Graças a um favo de mel, sabemos o segredo da capacidade do verme de cera de destruir plástico

A larva de uma mariposa de cera. (Sam Droege/Wikimedia commons/PD)

Pesquisadores identificaram um par de enzimas na saliva do verme de cera que naturalmente quebram uma forma comum de plástico em poucas horas à temperatura ambiente.

O polietileno está entre os plásticos mais utilizados no mundo, tendo usos em tudo, desde recipientes para alimentos até sacolas de compras. Infelizmente, sua robustez também o torna um poluente teimosamente persistente – o polímero precisa ser tratado com altas temperaturas para iniciar o processo de degradação.

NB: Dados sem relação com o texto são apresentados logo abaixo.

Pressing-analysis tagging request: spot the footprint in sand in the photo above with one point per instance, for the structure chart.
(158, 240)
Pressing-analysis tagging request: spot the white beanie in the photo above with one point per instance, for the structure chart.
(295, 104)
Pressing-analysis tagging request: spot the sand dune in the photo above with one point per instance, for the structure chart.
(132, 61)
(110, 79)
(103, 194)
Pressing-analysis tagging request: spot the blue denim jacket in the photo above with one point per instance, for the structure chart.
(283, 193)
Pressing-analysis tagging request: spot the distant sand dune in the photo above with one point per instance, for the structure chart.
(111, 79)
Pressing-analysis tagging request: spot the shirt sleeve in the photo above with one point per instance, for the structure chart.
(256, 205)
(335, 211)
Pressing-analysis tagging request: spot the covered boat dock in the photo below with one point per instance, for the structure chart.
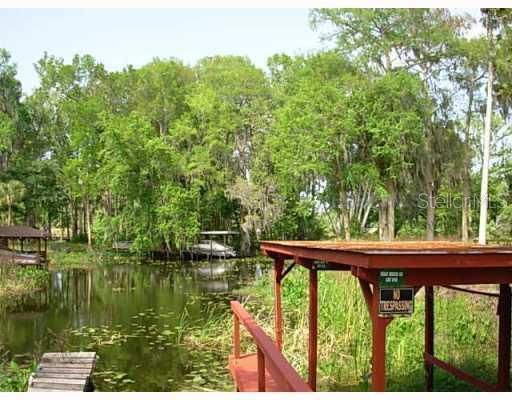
(14, 249)
(390, 274)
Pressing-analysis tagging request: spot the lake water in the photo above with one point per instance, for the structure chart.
(135, 317)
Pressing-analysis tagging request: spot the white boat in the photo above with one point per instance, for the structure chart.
(122, 245)
(211, 248)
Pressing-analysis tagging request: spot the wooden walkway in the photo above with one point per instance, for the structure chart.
(63, 372)
(265, 371)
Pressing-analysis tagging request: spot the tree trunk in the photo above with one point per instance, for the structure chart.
(431, 211)
(88, 221)
(484, 198)
(74, 213)
(9, 214)
(391, 210)
(466, 177)
(369, 205)
(383, 220)
(345, 217)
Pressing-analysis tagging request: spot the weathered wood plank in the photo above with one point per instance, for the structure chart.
(63, 375)
(86, 361)
(77, 354)
(63, 372)
(58, 383)
(46, 364)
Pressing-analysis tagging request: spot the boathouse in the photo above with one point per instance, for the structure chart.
(23, 245)
(390, 274)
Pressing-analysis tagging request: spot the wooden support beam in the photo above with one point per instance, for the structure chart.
(367, 293)
(379, 326)
(287, 270)
(236, 336)
(278, 310)
(429, 336)
(505, 326)
(313, 327)
(261, 370)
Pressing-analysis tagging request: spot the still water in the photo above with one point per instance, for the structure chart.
(136, 317)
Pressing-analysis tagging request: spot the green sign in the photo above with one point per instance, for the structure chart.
(391, 278)
(396, 301)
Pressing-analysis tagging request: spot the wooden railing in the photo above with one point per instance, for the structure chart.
(269, 358)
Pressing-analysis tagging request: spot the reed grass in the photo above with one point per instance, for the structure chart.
(466, 329)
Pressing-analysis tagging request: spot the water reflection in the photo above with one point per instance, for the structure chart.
(110, 298)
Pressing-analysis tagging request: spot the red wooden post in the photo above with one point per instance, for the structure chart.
(504, 311)
(378, 345)
(236, 336)
(261, 371)
(278, 316)
(429, 337)
(313, 326)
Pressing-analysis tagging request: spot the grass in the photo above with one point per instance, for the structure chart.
(13, 377)
(69, 255)
(20, 285)
(465, 334)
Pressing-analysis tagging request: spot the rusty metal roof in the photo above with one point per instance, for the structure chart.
(397, 254)
(399, 247)
(21, 232)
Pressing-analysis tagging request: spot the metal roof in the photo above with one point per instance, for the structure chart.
(21, 232)
(219, 233)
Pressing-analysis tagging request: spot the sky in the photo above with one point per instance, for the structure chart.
(118, 37)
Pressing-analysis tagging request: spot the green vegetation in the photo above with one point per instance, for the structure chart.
(344, 347)
(20, 284)
(378, 137)
(13, 377)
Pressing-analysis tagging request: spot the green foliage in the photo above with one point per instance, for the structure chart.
(14, 378)
(337, 143)
(344, 359)
(20, 285)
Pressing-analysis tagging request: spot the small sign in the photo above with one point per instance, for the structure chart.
(391, 278)
(396, 301)
(320, 264)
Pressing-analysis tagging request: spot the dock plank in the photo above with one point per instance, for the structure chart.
(63, 372)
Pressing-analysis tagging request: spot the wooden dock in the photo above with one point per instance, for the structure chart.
(64, 372)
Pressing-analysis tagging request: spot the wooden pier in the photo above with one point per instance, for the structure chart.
(64, 372)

A saliva do verme da cera contém as únicas enzimas que conhecemos que podem funcionar em polietileno não tratado, o que torna essas proteínas naturais potencialmente bastante úteis para reciclagem.

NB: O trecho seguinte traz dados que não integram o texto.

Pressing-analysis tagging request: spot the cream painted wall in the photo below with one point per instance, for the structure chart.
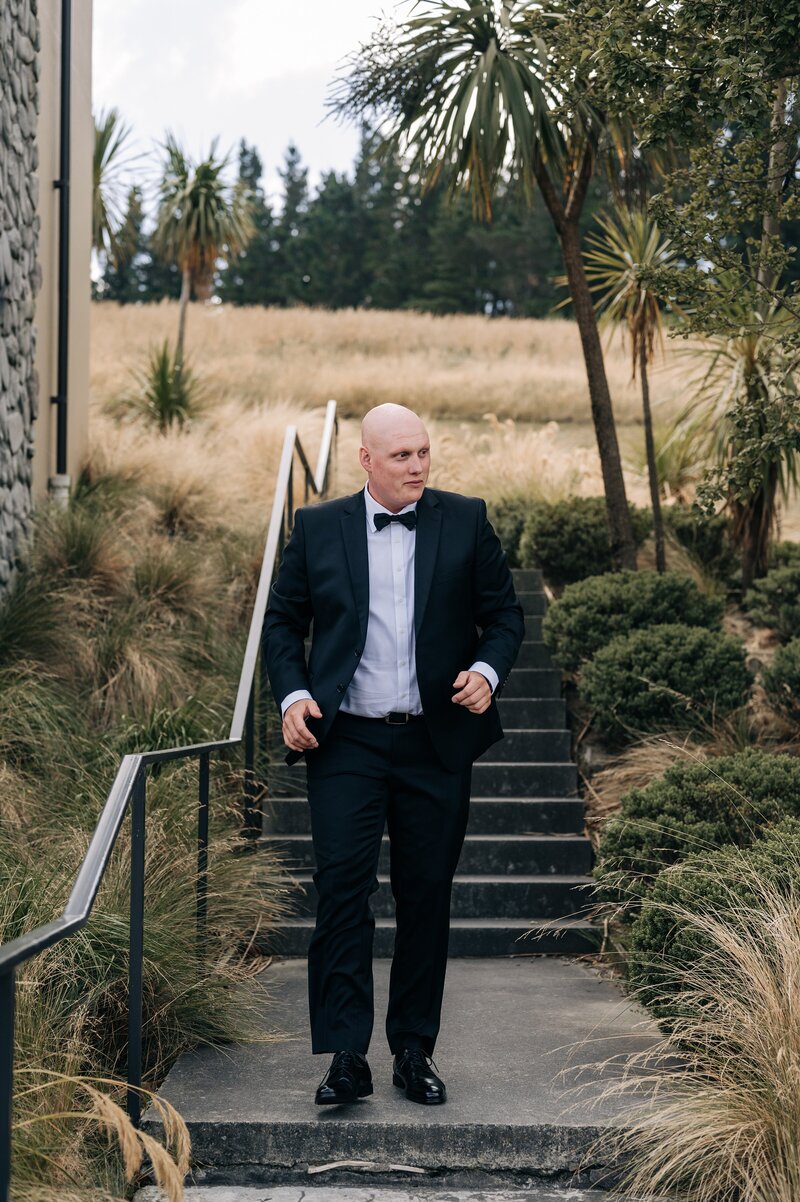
(82, 141)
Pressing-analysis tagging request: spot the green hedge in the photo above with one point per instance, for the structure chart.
(693, 807)
(721, 884)
(705, 537)
(775, 601)
(590, 613)
(664, 676)
(784, 553)
(781, 679)
(507, 516)
(568, 539)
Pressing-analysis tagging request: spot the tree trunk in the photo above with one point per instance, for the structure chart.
(778, 150)
(185, 292)
(652, 470)
(624, 552)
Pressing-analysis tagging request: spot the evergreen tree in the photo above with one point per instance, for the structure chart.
(252, 277)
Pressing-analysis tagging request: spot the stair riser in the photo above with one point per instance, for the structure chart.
(566, 816)
(533, 654)
(524, 780)
(489, 779)
(527, 579)
(531, 857)
(542, 713)
(463, 944)
(536, 745)
(471, 899)
(532, 683)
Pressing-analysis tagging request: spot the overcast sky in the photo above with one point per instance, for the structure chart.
(252, 69)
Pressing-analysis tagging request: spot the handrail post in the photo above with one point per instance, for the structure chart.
(7, 988)
(202, 854)
(138, 798)
(250, 826)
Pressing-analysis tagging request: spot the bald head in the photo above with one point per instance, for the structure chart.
(387, 422)
(395, 454)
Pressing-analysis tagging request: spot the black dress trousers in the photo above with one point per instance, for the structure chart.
(368, 774)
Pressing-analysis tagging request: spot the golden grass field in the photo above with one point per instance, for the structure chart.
(506, 402)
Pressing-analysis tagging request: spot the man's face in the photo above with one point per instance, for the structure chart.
(398, 464)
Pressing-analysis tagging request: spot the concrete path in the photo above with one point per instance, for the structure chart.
(514, 1035)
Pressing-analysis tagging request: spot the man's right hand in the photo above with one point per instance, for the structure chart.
(297, 735)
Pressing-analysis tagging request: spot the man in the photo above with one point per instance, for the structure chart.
(396, 702)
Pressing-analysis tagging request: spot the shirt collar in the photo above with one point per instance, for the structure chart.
(372, 507)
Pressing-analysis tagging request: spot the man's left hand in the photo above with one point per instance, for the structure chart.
(475, 691)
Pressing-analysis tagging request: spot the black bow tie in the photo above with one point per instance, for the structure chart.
(409, 519)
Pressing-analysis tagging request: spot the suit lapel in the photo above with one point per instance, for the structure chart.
(429, 523)
(353, 529)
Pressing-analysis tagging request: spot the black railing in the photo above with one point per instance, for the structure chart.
(129, 791)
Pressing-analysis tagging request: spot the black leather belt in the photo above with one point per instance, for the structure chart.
(395, 718)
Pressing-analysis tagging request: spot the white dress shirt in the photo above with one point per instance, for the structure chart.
(386, 677)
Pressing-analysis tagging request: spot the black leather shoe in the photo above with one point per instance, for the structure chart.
(412, 1072)
(347, 1079)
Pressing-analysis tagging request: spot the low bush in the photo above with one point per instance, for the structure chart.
(784, 553)
(693, 808)
(710, 1110)
(568, 539)
(723, 882)
(507, 516)
(781, 679)
(775, 600)
(708, 539)
(664, 676)
(590, 613)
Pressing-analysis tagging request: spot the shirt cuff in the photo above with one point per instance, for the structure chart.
(488, 671)
(298, 695)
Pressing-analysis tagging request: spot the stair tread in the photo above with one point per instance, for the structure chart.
(521, 837)
(491, 879)
(472, 923)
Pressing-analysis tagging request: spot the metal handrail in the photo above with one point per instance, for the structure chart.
(129, 790)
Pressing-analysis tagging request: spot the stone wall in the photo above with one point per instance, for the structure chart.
(19, 273)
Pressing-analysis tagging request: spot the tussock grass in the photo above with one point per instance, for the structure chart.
(723, 1087)
(445, 366)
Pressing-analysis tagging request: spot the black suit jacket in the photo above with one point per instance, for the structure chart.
(465, 610)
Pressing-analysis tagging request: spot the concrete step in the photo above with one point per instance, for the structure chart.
(488, 815)
(406, 1188)
(533, 604)
(489, 854)
(544, 713)
(532, 683)
(525, 897)
(515, 1037)
(490, 778)
(537, 779)
(470, 938)
(533, 654)
(527, 579)
(530, 744)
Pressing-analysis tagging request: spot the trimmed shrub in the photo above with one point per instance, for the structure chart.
(692, 808)
(507, 516)
(568, 539)
(723, 884)
(775, 601)
(784, 553)
(664, 676)
(590, 613)
(705, 537)
(781, 679)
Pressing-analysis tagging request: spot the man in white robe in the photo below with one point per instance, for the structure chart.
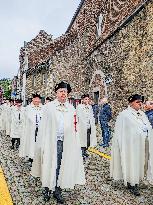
(32, 117)
(61, 160)
(17, 122)
(4, 107)
(8, 111)
(132, 129)
(86, 125)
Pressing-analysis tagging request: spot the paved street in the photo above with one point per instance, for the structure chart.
(26, 190)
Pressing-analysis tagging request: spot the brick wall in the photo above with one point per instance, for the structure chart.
(116, 63)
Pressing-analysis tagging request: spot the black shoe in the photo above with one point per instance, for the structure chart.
(17, 146)
(12, 147)
(129, 186)
(58, 196)
(86, 154)
(47, 195)
(135, 190)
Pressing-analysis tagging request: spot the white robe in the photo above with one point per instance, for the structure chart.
(16, 124)
(3, 116)
(82, 126)
(8, 111)
(128, 146)
(27, 144)
(72, 168)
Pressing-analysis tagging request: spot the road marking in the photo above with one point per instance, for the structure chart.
(5, 197)
(99, 153)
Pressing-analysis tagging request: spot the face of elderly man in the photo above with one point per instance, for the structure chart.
(62, 94)
(136, 104)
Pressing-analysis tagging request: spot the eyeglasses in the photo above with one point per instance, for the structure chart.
(138, 102)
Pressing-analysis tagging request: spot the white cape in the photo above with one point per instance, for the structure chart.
(128, 147)
(82, 126)
(27, 144)
(72, 168)
(16, 124)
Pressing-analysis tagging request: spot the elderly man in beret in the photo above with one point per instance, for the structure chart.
(17, 121)
(32, 118)
(61, 160)
(86, 125)
(132, 131)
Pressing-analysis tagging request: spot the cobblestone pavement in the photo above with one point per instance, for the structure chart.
(26, 190)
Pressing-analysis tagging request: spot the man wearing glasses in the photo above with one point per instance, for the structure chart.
(132, 131)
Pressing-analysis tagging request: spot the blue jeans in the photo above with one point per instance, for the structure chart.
(105, 132)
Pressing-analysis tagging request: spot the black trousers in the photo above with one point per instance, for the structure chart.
(88, 142)
(17, 140)
(88, 137)
(59, 157)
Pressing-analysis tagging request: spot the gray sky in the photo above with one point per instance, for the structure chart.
(21, 20)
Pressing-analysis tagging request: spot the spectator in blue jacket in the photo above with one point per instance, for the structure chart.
(105, 116)
(149, 111)
(95, 108)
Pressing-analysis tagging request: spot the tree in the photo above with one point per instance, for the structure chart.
(5, 84)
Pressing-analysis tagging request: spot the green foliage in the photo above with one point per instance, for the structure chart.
(5, 84)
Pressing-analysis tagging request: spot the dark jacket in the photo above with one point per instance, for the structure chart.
(149, 114)
(105, 113)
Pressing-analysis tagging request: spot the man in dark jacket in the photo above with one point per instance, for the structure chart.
(149, 111)
(104, 117)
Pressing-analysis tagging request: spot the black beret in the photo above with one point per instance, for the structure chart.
(85, 96)
(36, 95)
(18, 101)
(135, 97)
(48, 98)
(63, 85)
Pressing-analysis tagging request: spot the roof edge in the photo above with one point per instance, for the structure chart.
(75, 15)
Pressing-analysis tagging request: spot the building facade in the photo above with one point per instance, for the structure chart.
(106, 51)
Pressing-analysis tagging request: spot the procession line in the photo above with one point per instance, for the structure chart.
(99, 153)
(5, 197)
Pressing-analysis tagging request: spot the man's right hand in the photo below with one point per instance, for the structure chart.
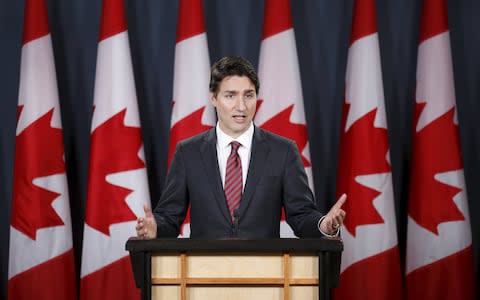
(147, 226)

Federica Bertocchini, bióloga molecular e apicultora amadora, descobriu acidentalmente que os vermes de cera têm talento para degradar o plástico há alguns anos.

“No final da temporada, geralmente os apicultores colocam algumas colméias vazias em um depósito, para colocá-las de volta no campo na primavera”, disse Bertocchini recentemente à AFP.

“Um ano eu fiz isso e encontrei meus favos de mel armazenados infestados de vermes de cera.”

Ela limpou o favo de mel e colocou todos os vermes de cera em um saco plástico. Quando voltou pouco tempo depois, encontrou a bolsa “crivada de buracos”.

Vermes de cera (Galleria mellonella) são larvas que eventualmente se transformam em mariposas de cera de curta duração. Na fase larval, os vermes se sentem em casa nas colméias de abelhas, onde se alimentam de cera e pólen.

Após essa descoberta casual, Bertocchini e sua equipe do Centro Margarita Salas de Estudos Biológicos de Madri começaram trabalhando analisando a saliva do verme da cera, publicando suas descobertas na Nature Communications.

Os pesquisadores usaram dois métodos: cromatografia de permeação em gel, que separa as moléculas com base em seu tamanho, e cromatografia gasosa-espectrometria de massa, que identifica fragmentos de moléculas com base em sua relação massa-carga.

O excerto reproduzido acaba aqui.